What we got appropriate and incorrect in coverage of the Paris attacks | Open door

Candles in the colours of the French flag outdoors the Bataclan concert hall, a single of the web sites of the terrorist attacks in Paris on 13 November. They had been lit in a ceremony to spend tribute to victims that was held on Friday, a week after the bombings and shootings. Photograph: Christian Hartmann/Reuters

While it is invidious to rank the bombings and shootings in Paris that killed 130 people against other terrorist attacks, it is undoubtedly one of the most significant in Europe in current years.

For any news organisation to give full and acceptable coverage to acts so devastating is a challenge. As with 9/11 in the US or 7/7 in the UK, reporting is most likely to appear beyond the physical blows to a lot of other parts of the nation’s life.

There are aspects of the substantial coverage provided by the Guardian to the attacks that I believe show an interesting shift in each the journalism and how it has been received by readers, especially on-line.

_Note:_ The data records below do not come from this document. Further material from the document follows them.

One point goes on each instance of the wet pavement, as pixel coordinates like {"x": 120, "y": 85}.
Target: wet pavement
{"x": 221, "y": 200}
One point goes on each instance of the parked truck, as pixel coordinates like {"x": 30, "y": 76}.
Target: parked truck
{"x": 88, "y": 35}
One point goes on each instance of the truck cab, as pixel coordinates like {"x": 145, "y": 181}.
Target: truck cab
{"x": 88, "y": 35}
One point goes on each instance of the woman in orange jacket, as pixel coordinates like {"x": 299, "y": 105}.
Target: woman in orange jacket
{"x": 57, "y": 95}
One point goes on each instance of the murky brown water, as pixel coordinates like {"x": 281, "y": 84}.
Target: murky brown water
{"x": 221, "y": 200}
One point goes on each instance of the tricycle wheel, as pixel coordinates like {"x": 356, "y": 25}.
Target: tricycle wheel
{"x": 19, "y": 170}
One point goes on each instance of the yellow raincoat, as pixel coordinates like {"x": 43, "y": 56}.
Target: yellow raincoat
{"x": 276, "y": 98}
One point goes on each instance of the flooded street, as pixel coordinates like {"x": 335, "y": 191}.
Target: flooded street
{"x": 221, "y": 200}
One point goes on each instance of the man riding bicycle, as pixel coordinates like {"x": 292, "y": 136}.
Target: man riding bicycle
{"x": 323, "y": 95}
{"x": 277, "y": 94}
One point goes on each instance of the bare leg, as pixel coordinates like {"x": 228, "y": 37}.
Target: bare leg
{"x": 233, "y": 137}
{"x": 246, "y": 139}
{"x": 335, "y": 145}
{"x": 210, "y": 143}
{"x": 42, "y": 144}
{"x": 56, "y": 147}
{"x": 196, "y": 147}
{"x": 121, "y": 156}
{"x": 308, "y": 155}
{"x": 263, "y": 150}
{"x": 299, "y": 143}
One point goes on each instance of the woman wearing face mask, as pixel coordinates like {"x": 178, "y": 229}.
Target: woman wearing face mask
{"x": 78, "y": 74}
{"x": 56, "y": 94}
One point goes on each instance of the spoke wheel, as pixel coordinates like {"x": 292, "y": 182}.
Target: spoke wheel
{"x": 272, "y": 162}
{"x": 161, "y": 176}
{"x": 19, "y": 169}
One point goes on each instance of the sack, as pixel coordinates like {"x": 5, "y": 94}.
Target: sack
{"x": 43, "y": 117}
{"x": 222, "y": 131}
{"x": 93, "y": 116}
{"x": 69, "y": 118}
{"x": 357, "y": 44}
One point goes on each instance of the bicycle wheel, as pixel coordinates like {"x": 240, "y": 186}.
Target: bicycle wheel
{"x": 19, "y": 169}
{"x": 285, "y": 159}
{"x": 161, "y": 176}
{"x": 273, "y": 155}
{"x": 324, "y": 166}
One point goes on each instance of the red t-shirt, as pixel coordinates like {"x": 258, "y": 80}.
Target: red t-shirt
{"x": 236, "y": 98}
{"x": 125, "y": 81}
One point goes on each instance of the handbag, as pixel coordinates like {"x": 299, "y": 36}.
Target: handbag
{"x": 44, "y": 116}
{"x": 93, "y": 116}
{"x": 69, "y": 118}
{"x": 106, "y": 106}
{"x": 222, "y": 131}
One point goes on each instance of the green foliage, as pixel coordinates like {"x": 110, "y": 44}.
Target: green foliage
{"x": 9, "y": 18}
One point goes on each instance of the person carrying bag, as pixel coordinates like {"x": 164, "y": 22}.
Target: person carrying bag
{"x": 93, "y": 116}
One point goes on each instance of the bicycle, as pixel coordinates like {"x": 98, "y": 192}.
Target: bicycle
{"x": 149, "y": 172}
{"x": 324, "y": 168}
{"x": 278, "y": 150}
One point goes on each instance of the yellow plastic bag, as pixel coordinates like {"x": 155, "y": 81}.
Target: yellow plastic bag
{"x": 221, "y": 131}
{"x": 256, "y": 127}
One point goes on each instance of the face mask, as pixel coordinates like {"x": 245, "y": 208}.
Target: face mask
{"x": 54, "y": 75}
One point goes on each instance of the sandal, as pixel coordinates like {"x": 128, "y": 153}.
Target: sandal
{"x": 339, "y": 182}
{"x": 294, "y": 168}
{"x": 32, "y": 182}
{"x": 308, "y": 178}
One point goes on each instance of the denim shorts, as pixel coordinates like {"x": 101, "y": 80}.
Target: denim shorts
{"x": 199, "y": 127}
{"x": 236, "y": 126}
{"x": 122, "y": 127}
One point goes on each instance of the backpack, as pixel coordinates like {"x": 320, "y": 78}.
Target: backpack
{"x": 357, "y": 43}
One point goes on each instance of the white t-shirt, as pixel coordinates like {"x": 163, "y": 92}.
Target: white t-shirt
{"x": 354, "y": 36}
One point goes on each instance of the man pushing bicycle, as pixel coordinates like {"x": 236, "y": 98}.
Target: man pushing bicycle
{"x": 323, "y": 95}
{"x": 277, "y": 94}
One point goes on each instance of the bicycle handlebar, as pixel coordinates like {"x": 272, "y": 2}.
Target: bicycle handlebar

I believe it is substantial that at the time of writing the readers’ editor’s workplace has received a relatively modest number of emails commenting on the coverage, just 70. These have undoubtedly integrated complaints – I will return to them later – but numerous were straightforward observations, recommendations or even praise.

Some of the complaints have been from folks who received a Saturday paper that had no news of the events in Paris the night just before. The 1st reports came through too late for our 1st edition, which is printed at around 9pm for the west nation and Scotland. As the scale of the attacks became apparent we ran a particular “slip” edition at 11pm, and by the end of the evening 63% of all the papers we printed carried coverage of the attacks. We sold 10,000 added copies on Saturday.

At the heart of the online coverage has been the live blog, a technique of telling a story that fuses original reporting, aggregated news and comment, which can seem as well breathless if not written with care and restraint.

“Never incorrect for long” is not an proper maxim when millions of people are seeking dependable details in a fog of rumour and claim alongside counterclaim.

A series of daily live blogs rotated about the clock through Guardian offices in London, New York and Sydney. A crucial aspect of the way they have been approached was the clear delineation among what was in fact identified and what was getting reported but was unverified.

The reside blogs ran constantly for a week soon after the attacks, and the response from readers was extraordinary. On Friday 13 November, the evening of the attacks, between the initial post at 9.24pm and midnight (UK time) the 1st live weblog was responsible for two.7m web page views. It went on to achieve one more 4m web page views on the Saturday – when there were a total of 13m page views for 75 things of content material on the Paris attacks launched that day.

Readers’ suspicions are often aroused when comments are not opened on a story. Very few stories about the Paris attacks had comments enabled more than the weekend. This was since there were quite few moderators and, regrettably, a considerable quantity of men and women who wanted to leave Islamophobic comments, alongside the many others who wanted to engage in legitimate debate. More than two,500 comments had been posted on an early opinion piece by Natalie Nougayrède.

Photographs are, of course, one more sensitive issue. By Saturday the staff on the image desk were reviewing 13,300 pictures. Roger Tooth, the head of photography, stated: “We did our best to keep away from bodies, and pixelated two faces of victims. We did keep away from employing video of a body getting dragged along an alley next to the club.”

On the Opinion pages, one particular factor taken into consideration was timing – judging when readers would be willing to engage with an concept that in the 1st 24 hours soon after the attacks might have jarred. The idea that these horrific attacks have causes and that one particular of those causes might be the west’s policies is something that in the quick aftermath may inspire anger. Three days later, it’s a point of view that need to be heard.

Among the complaints had been some goods points, many of them about language. For instance, numerous readers objected to the use of the word “mastermind” to describe Abdelhamid Abaaoud, as it appears to celebrate his achievements. I agree. Others have been concerned that we had provided insufficient prominence to the bombings in Beirut on 12 November, which killed 43 men and women.

1 reader was disappointed that a feature on the Muslim victims of the attack opened with this sentence when it was first published on the net: “Their Muslim faith did not spare them from the terrorists’ bullets.” The reader wrote: “I wonder what the writer was attempting to convey in the lead. Certainly this was not a selective attack, and surely it was not the intention of the attackers to only kill men and women of 1 faith. Victims of terror usually come from a wide cross-section of society, it hurts and hits everyone. So even though you would be proper to carry a story saying Muslims also had been amongst those killed, in my view it is a bit insensitive to say their faith did not or could not save them. They were certainly not hoping it would, and I guess we know that it does not.”

I agree, and so did editors when the point was created to them. That line was removed inside hours and was not in print editions.

Journalists naturally want to be 1st with the news, but they have to balance that urge with the restraint needed to separate truth from speculation, specifically in a digital age. So far, I believe the Guardian has accomplished a excellent job in showing that restraint.